Why Process-Local Limits Were Not Enough
Fieldwork is a multi-tenant API, which means the thing we are protecting is not just CPU or database connections in the abstract. We are protecting fairness between tenants. The rejected design was the easiest one to code: attach a local in-memory limiter to each Gin process, keyed by IP address. That is good enough for a demo and wrong for this system. If traffic is distributed across multiple API pods, a noisy tenant gets a fresh allowance on every pod. If several customers sit behind one corporate NAT, they all look like the same IP and one customer gets blamed for another customer's traffic.

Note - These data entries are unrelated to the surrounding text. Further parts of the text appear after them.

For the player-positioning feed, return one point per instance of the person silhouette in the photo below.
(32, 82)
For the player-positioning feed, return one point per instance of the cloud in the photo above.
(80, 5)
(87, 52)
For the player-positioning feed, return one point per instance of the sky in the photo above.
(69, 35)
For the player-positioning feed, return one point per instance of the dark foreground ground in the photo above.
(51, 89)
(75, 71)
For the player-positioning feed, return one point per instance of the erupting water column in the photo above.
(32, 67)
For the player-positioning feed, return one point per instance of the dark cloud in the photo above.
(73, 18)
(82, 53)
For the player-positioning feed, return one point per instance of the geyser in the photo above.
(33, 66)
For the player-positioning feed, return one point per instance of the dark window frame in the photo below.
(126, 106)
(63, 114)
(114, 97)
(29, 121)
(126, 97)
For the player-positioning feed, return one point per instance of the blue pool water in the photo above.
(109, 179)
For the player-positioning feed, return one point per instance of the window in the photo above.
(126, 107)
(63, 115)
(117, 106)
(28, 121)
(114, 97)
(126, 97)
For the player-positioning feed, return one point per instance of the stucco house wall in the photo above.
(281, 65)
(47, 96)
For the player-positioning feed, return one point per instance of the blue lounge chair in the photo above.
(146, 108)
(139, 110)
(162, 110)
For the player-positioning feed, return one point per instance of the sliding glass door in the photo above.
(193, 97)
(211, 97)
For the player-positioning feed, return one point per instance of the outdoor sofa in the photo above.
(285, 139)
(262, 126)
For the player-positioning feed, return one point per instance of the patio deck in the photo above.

The requirement was more specific: one noisy client must not degrade the platform for everyone else, and one noisy user inside a tenant should not be able to starve the rest of that tenant. That led to a two-level design. The primary limiter is tenant-scoped because tenant fairness is the platform concern. On top of that, selected endpoints can opt into a finer-grained key such as tenant plus user or tenant plus API token. We rejected per-route custom algorithms everywhere because the operational cost of reasoning about twenty limiter shapes is worse than a slightly less perfect global model.
| Design | Why it was tempting | Why Fieldwork chose differently |
|---|---|---|
| Per-process in-memory limiter | No network hop; trivial to implement | Not shared across pods, so the real platform limit becomes pod count |
| IP-based limit | Easy to derive before auth | Breaks for shared NATs and says nothing about tenant fairness |
| Tenant-scoped Redis limiter | Requires Redis and key design | Chosen because every API node sees the same bucket and the quota aligns with the business boundary |
If tenant A can consume all shared database and worker capacity, tenant B does not really have isolation. The limiter is one of the mechanisms that makes the tenancy model believable.
Scoping the Bucket
The key shape starts after authentication, not before it. Once the Gin middleware has identified the tenant, it constructs a scope key from the plan and actor. For most API routes the bucket is tenant:<id>:rate:api. For refresh-token rotation and other abuse-prone endpoints, we narrow to tenant:<id>:user:<id>:rate:auth. That was a deliberate rejection of a one-size-fits-all bucket. Authentication endpoints have different burst behavior from task reads. Human users need short bursts when a page loads; machine integrations need a stable sustained rate. One key per tenant is simple, but it lets a single sync job consume the same quota used by interactive traffic.
- Scope the first quota to the tenant because that is the fairness boundary the platform actually promises.
- Add narrower scopes only where one actor can realistically monopolize a tenant-wide bucket.
- Expose remaining quota headers so clients can back off cleanly instead of guessing.
The Redis Token Bucket
We chose a token bucket over a fixed window because humans and integrations both burst. A task board opening in the browser may fire several project, task, and membership requests at once. A fixed window treats that burst as suspicious purely because the clock boundary was unlucky. A token bucket lets us model you may spike briefly, but not forever. Redis gives us a shared state store across API pods, but only if the check-and-update is atomic. That is why the implementation uses a Lua script instead of separate GET and SET calls. Two requests racing on different pods should not both believe they consumed the last token.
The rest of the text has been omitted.